Automatic Hypertext Construction

The unprecedented growth of the World Wide Web illustrates the importance of hypertext as a method for organizing the rapidly expanding amount of on-line text. As document collections become larger and more dynamic, however, it is not feasible to construct more than an occasional hypertext manually. This thesis presents entirely automatic methods for gathering documents for a hypertext, linking them, and annotating those connections with a description of the type or nature of the link. The problem of automatically collecting related documents is addressed in Chapter 2, where robust Information Retrieval methods are applied to form high-quality links between documents. A local context check identifies links where ambiguous vocabulary erroneously suggests a relationship. Dynamic part retrieval is employed to select the portions of documents which are most related, allowing parts to be linked when it is more appropriate to link subtopics than entire documents. Chapter 3 presents a taxonomy of hypertext link types and defines the following three classes of links: ``pattern-matching'''' links can be found using simple string-matching methods, ``manual'''' links require substantial application of natural language understanding methods (which are currently beyond the state of the art), and ``automatic'''' links are those which can be found using the methods of this thesis.
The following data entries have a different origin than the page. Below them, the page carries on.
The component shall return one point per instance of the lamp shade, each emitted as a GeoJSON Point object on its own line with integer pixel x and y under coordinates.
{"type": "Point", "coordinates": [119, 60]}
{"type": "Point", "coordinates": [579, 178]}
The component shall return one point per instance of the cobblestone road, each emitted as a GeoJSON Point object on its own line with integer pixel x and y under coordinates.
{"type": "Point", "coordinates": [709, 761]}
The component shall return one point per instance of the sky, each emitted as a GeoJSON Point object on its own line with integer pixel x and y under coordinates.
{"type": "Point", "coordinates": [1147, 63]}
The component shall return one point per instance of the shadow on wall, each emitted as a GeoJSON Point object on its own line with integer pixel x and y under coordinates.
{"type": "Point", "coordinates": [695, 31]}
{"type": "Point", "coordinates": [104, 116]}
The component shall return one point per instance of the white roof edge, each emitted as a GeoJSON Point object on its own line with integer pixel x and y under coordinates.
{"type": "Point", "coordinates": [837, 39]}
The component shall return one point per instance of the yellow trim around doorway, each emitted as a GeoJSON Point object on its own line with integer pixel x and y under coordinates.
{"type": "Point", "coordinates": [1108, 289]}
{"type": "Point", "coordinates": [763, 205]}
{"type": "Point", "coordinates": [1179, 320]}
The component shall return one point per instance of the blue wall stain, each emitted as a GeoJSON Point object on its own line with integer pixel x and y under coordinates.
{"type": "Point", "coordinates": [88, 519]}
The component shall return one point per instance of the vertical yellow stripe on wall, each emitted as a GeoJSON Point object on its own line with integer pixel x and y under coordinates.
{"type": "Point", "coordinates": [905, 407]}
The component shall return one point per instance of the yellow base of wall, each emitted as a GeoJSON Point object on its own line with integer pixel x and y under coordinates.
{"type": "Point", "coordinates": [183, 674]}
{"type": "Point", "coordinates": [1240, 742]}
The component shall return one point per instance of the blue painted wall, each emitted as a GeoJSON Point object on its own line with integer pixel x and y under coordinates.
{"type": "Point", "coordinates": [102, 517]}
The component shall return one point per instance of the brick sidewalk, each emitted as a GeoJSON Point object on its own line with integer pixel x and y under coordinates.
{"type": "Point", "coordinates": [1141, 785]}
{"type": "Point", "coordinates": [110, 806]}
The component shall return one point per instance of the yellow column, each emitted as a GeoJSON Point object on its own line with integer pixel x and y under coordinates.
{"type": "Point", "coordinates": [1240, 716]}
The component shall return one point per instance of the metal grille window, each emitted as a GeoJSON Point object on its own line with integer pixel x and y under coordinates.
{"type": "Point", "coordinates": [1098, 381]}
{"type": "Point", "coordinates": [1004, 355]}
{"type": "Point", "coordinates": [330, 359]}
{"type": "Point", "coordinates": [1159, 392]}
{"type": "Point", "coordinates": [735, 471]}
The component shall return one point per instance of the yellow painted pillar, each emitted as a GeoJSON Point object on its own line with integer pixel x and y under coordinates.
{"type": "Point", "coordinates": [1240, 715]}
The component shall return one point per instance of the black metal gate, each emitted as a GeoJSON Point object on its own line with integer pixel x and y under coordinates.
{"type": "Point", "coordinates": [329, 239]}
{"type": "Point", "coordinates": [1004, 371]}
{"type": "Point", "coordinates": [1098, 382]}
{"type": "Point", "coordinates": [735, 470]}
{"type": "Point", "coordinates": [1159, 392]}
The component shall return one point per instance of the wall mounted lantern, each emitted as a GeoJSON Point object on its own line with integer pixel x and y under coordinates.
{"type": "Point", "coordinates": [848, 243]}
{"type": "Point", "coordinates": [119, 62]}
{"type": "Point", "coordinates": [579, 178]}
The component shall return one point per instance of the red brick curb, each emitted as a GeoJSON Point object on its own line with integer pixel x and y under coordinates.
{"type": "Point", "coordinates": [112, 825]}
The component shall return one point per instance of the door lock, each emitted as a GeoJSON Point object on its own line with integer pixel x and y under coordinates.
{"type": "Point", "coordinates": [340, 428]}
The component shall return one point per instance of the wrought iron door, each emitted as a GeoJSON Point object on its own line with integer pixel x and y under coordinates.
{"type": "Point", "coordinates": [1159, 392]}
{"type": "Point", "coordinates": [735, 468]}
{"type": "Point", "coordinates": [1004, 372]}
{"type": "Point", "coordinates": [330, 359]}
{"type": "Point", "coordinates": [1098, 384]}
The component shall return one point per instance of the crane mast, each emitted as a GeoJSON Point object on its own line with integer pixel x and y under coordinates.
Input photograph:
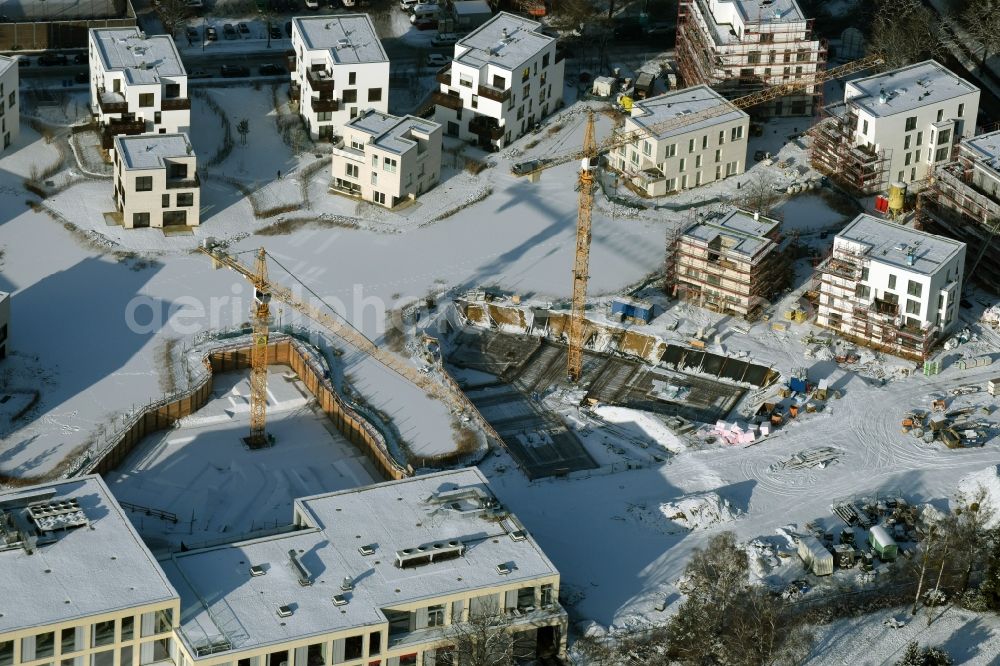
{"type": "Point", "coordinates": [581, 264]}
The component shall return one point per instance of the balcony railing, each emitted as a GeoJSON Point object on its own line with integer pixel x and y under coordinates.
{"type": "Point", "coordinates": [448, 101]}
{"type": "Point", "coordinates": [319, 83]}
{"type": "Point", "coordinates": [324, 105]}
{"type": "Point", "coordinates": [176, 104]}
{"type": "Point", "coordinates": [495, 94]}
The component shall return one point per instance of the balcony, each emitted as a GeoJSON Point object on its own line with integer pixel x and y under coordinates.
{"type": "Point", "coordinates": [176, 104]}
{"type": "Point", "coordinates": [183, 183]}
{"type": "Point", "coordinates": [111, 102]}
{"type": "Point", "coordinates": [320, 81]}
{"type": "Point", "coordinates": [453, 102]}
{"type": "Point", "coordinates": [320, 105]}
{"type": "Point", "coordinates": [495, 94]}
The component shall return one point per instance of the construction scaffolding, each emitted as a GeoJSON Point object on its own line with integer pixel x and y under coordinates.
{"type": "Point", "coordinates": [955, 206]}
{"type": "Point", "coordinates": [767, 53]}
{"type": "Point", "coordinates": [858, 168]}
{"type": "Point", "coordinates": [878, 324]}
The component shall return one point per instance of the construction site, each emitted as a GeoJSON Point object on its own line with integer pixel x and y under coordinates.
{"type": "Point", "coordinates": [744, 47]}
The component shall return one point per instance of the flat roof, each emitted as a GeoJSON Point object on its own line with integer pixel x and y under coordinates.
{"type": "Point", "coordinates": [143, 58]}
{"type": "Point", "coordinates": [389, 132]}
{"type": "Point", "coordinates": [986, 148]}
{"type": "Point", "coordinates": [349, 38]}
{"type": "Point", "coordinates": [422, 511]}
{"type": "Point", "coordinates": [655, 110]}
{"type": "Point", "coordinates": [6, 62]}
{"type": "Point", "coordinates": [490, 44]}
{"type": "Point", "coordinates": [99, 566]}
{"type": "Point", "coordinates": [890, 243]}
{"type": "Point", "coordinates": [147, 151]}
{"type": "Point", "coordinates": [739, 231]}
{"type": "Point", "coordinates": [907, 88]}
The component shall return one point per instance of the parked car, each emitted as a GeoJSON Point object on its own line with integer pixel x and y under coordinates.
{"type": "Point", "coordinates": [444, 39]}
{"type": "Point", "coordinates": [231, 71]}
{"type": "Point", "coordinates": [48, 59]}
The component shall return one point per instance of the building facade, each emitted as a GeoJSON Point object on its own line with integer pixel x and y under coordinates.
{"type": "Point", "coordinates": [79, 587]}
{"type": "Point", "coordinates": [895, 127]}
{"type": "Point", "coordinates": [138, 84]}
{"type": "Point", "coordinates": [392, 574]}
{"type": "Point", "coordinates": [675, 155]}
{"type": "Point", "coordinates": [10, 103]}
{"type": "Point", "coordinates": [387, 159]}
{"type": "Point", "coordinates": [339, 70]}
{"type": "Point", "coordinates": [156, 181]}
{"type": "Point", "coordinates": [505, 77]}
{"type": "Point", "coordinates": [742, 46]}
{"type": "Point", "coordinates": [891, 287]}
{"type": "Point", "coordinates": [963, 202]}
{"type": "Point", "coordinates": [729, 263]}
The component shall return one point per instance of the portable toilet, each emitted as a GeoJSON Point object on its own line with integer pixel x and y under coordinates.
{"type": "Point", "coordinates": [883, 544]}
{"type": "Point", "coordinates": [815, 556]}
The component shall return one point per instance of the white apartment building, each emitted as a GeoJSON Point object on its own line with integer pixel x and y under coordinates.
{"type": "Point", "coordinates": [10, 102]}
{"type": "Point", "coordinates": [78, 585]}
{"type": "Point", "coordinates": [156, 181]}
{"type": "Point", "coordinates": [387, 159]}
{"type": "Point", "coordinates": [138, 84]}
{"type": "Point", "coordinates": [339, 69]}
{"type": "Point", "coordinates": [505, 77]}
{"type": "Point", "coordinates": [896, 127]}
{"type": "Point", "coordinates": [675, 155]}
{"type": "Point", "coordinates": [385, 574]}
{"type": "Point", "coordinates": [742, 46]}
{"type": "Point", "coordinates": [891, 287]}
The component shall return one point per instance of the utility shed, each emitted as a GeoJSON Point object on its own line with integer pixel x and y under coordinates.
{"type": "Point", "coordinates": [883, 544]}
{"type": "Point", "coordinates": [815, 556]}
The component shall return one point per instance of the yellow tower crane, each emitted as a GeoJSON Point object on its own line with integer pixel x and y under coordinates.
{"type": "Point", "coordinates": [592, 149]}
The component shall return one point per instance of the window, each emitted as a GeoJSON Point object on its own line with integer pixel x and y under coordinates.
{"type": "Point", "coordinates": [435, 616]}
{"type": "Point", "coordinates": [353, 647]}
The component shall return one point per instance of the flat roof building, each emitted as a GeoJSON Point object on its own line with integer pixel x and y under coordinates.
{"type": "Point", "coordinates": [891, 287]}
{"type": "Point", "coordinates": [674, 154]}
{"type": "Point", "coordinates": [338, 69]}
{"type": "Point", "coordinates": [728, 263]}
{"type": "Point", "coordinates": [895, 127]}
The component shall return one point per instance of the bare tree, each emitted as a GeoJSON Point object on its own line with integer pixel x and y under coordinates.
{"type": "Point", "coordinates": [487, 638]}
{"type": "Point", "coordinates": [903, 32]}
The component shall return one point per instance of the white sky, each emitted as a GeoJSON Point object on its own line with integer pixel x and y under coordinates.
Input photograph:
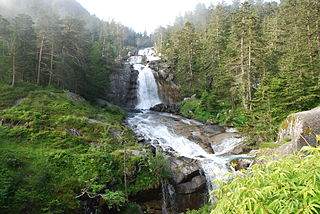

Chapter 4 begins the work of automatic link typing by describing two novel graphical techniques for visualizing the relationship between two or more documents. ``Uniform'''' visuals display the relationship between documents or document parts without regard to their relative sizes, whereas ``varying'''' visuals include information about sizes and locations. Both methods highlight relationships between documents and motivate the automatic techniques of Chapter 5. Chapter 5, thus, demonstrates automatic methods for identifying the relationships depicted in the visualizations. Using an approach based upon graph simplification, this method automatically identifies revision, summary, expansion, equivalence, comparison, contrast, tangential, and aggregate links. Chapter 6 discusses an informal evaluation of the link typing. Though somewhat inconclusive, the evaluation demonstrates that automatic document linking performs well, but also indicates that much work remains to be done toward understanding automatic link typing.